I started making my MF soup for the day all at once in a pot on the stove. It was a suggestion I took from the TSFL boards about boil-over. Not to mention my bowls are being ruined by making the soups in the microwave. And I am very, very tired of the chicken soup blowing up every single time I make it thereby losing most of my food and adding cleaning the entire microwave, again, to my schedule.

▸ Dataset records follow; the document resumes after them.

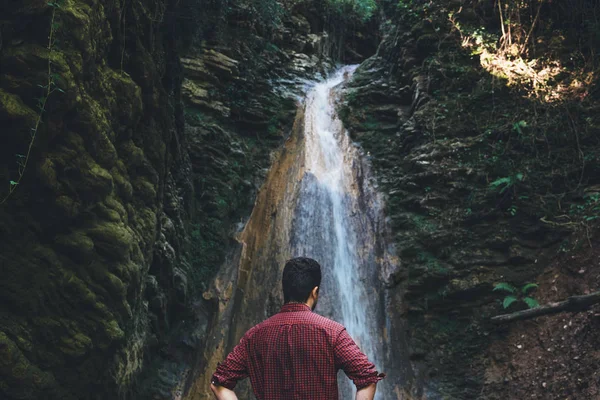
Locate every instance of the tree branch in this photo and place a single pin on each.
(572, 304)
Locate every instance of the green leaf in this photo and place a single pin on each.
(528, 287)
(531, 302)
(501, 181)
(508, 300)
(519, 176)
(506, 287)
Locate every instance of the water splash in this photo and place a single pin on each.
(336, 222)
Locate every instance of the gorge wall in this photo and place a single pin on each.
(153, 125)
(124, 234)
(490, 178)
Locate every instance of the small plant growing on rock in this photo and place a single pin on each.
(507, 182)
(516, 295)
(48, 89)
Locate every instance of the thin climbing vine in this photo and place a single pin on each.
(47, 90)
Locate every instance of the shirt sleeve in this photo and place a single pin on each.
(234, 368)
(354, 362)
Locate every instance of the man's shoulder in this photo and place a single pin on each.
(301, 318)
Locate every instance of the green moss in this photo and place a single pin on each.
(76, 346)
(113, 240)
(12, 107)
(112, 330)
(76, 243)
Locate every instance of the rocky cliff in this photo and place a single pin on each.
(100, 209)
(489, 179)
(136, 136)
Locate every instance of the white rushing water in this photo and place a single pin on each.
(336, 222)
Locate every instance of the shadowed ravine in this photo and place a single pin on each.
(318, 201)
(335, 222)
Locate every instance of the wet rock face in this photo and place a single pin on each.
(455, 234)
(97, 218)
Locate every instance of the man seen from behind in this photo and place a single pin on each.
(296, 354)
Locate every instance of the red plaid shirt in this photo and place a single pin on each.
(295, 355)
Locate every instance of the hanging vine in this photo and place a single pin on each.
(47, 90)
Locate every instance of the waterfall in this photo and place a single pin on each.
(335, 222)
(318, 201)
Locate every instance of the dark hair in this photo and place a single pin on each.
(300, 276)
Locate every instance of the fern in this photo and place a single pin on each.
(508, 300)
(506, 287)
(529, 286)
(531, 302)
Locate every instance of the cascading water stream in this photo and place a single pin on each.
(334, 223)
(318, 201)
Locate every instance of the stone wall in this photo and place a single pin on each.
(99, 212)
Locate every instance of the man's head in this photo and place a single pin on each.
(301, 281)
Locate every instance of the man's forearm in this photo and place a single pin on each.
(222, 393)
(367, 393)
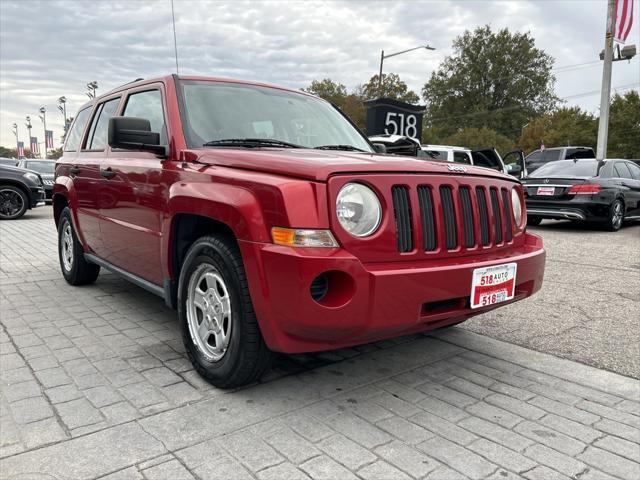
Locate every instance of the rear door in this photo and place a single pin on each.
(132, 202)
(625, 171)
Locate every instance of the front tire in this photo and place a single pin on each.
(13, 202)
(75, 269)
(616, 216)
(533, 221)
(219, 327)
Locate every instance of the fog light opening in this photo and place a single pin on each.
(332, 289)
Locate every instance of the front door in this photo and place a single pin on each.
(134, 195)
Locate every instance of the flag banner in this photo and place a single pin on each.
(48, 138)
(622, 20)
(34, 146)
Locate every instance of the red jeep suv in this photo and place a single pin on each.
(272, 224)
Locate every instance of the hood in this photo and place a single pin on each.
(319, 165)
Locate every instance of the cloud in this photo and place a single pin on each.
(53, 48)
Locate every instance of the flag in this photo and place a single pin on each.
(622, 20)
(48, 137)
(34, 146)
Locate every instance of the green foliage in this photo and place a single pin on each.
(392, 87)
(624, 126)
(497, 80)
(475, 138)
(562, 127)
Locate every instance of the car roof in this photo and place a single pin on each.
(169, 78)
(444, 147)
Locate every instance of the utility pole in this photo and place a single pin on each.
(28, 125)
(603, 125)
(15, 132)
(43, 117)
(62, 106)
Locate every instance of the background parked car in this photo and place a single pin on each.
(46, 169)
(512, 164)
(20, 190)
(606, 192)
(539, 157)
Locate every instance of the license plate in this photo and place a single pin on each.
(546, 191)
(491, 285)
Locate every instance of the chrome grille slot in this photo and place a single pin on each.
(449, 216)
(506, 205)
(467, 217)
(402, 212)
(425, 199)
(497, 218)
(484, 216)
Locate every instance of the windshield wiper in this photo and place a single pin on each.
(340, 147)
(250, 143)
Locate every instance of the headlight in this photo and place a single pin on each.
(517, 206)
(358, 210)
(32, 177)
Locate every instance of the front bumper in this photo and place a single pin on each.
(370, 301)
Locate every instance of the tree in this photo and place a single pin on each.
(392, 87)
(624, 126)
(564, 126)
(495, 80)
(336, 93)
(475, 138)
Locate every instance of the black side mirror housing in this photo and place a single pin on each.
(379, 147)
(133, 133)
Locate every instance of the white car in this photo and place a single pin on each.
(486, 157)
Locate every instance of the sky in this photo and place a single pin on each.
(53, 48)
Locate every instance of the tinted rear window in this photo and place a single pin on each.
(569, 168)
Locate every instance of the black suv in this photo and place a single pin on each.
(539, 157)
(20, 190)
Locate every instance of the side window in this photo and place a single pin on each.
(635, 170)
(624, 170)
(75, 134)
(97, 138)
(461, 157)
(148, 105)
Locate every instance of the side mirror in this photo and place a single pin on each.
(379, 148)
(132, 133)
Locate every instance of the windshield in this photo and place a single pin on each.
(40, 166)
(568, 168)
(216, 111)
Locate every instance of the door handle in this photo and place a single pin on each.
(107, 172)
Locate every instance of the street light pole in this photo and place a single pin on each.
(28, 125)
(62, 106)
(43, 117)
(15, 132)
(383, 56)
(603, 123)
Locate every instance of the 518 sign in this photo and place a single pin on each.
(398, 123)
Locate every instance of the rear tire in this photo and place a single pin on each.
(616, 216)
(13, 202)
(75, 269)
(219, 327)
(533, 221)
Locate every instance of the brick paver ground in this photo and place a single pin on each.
(95, 384)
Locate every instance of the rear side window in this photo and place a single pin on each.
(461, 157)
(622, 171)
(75, 134)
(97, 139)
(148, 105)
(635, 170)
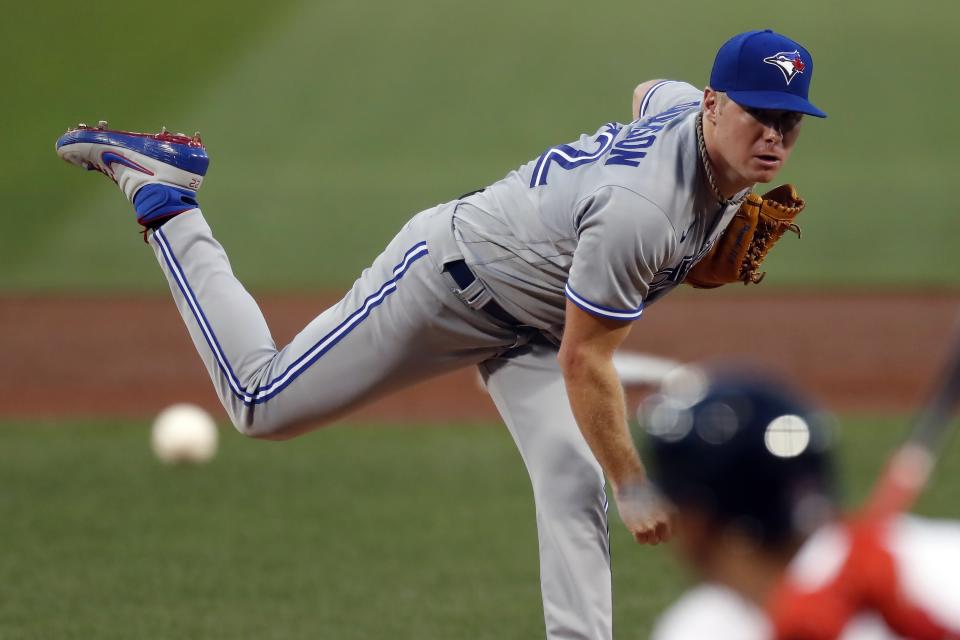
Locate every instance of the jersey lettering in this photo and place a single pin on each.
(642, 135)
(568, 157)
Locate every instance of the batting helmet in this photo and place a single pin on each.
(743, 450)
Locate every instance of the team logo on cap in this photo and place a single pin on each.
(789, 62)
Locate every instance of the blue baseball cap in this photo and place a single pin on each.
(765, 70)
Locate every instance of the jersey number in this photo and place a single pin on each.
(568, 157)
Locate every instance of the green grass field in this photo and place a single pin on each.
(366, 532)
(330, 123)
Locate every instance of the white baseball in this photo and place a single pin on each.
(184, 433)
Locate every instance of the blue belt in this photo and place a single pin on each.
(462, 275)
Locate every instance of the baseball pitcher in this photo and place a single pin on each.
(536, 280)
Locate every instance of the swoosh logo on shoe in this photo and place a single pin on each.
(110, 158)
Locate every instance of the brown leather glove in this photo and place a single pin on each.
(741, 249)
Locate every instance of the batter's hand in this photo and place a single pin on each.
(647, 515)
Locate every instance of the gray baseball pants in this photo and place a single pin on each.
(405, 320)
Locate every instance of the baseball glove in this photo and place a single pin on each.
(741, 249)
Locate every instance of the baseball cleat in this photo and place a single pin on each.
(159, 173)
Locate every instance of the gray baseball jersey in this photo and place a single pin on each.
(611, 221)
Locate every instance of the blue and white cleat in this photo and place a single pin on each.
(159, 173)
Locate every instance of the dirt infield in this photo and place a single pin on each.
(86, 357)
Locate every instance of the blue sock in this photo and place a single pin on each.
(157, 203)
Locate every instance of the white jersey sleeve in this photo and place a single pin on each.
(666, 94)
(711, 611)
(623, 239)
(927, 553)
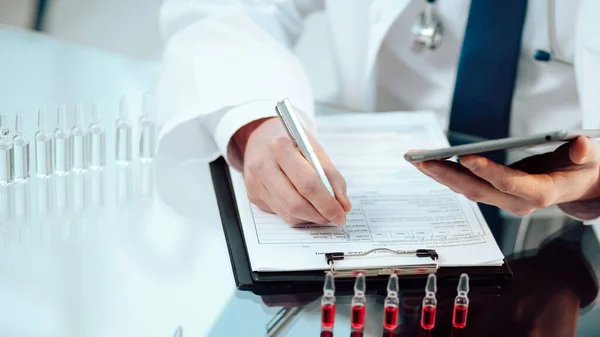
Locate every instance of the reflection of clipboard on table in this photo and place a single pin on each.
(401, 222)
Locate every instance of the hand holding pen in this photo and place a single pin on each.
(281, 180)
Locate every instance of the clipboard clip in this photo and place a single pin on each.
(338, 256)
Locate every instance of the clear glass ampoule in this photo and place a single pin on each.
(62, 143)
(429, 309)
(147, 129)
(7, 173)
(359, 303)
(80, 141)
(4, 130)
(123, 131)
(328, 302)
(391, 304)
(97, 135)
(21, 148)
(43, 147)
(461, 303)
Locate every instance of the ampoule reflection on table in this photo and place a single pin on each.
(69, 163)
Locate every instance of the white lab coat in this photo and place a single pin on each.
(227, 61)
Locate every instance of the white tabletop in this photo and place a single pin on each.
(135, 251)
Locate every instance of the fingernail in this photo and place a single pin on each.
(471, 165)
(433, 170)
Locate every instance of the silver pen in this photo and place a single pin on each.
(296, 132)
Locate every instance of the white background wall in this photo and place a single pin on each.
(130, 27)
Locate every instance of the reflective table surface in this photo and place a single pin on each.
(138, 249)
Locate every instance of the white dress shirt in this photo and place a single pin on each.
(228, 62)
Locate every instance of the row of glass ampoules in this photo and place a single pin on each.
(73, 149)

The Kegarator is up and working. Not celebrating was anticlimactic so I had some. At least it was light beer, and I used a juice glass. Which brings me to another point. I have decided to go back to the TSFL support page and log my food, exercise, and boo-boos in an effort to be more accountable. I figured that should show where I am eating wrong. Even downloaded the app for my phone. It is less than desirable, but if you don't eat special things like I do, which complicates matters, it should work fine. It  even celebrates for you when you drink water. Yay! But that gets old quickly when I try to add in my water at 32 increments at a time and am stopped by my Congrats! sign. I should get a Congrats, you didn't eat over your allotted calories yesterday! I think I would like that better. Or tiny musicians playing the "Celebrate" song, like in the commercial for an alternative to smoking. Celebrate! "One day at a time" or "Ain't no Mountain High Enough" "One Little Win to Another".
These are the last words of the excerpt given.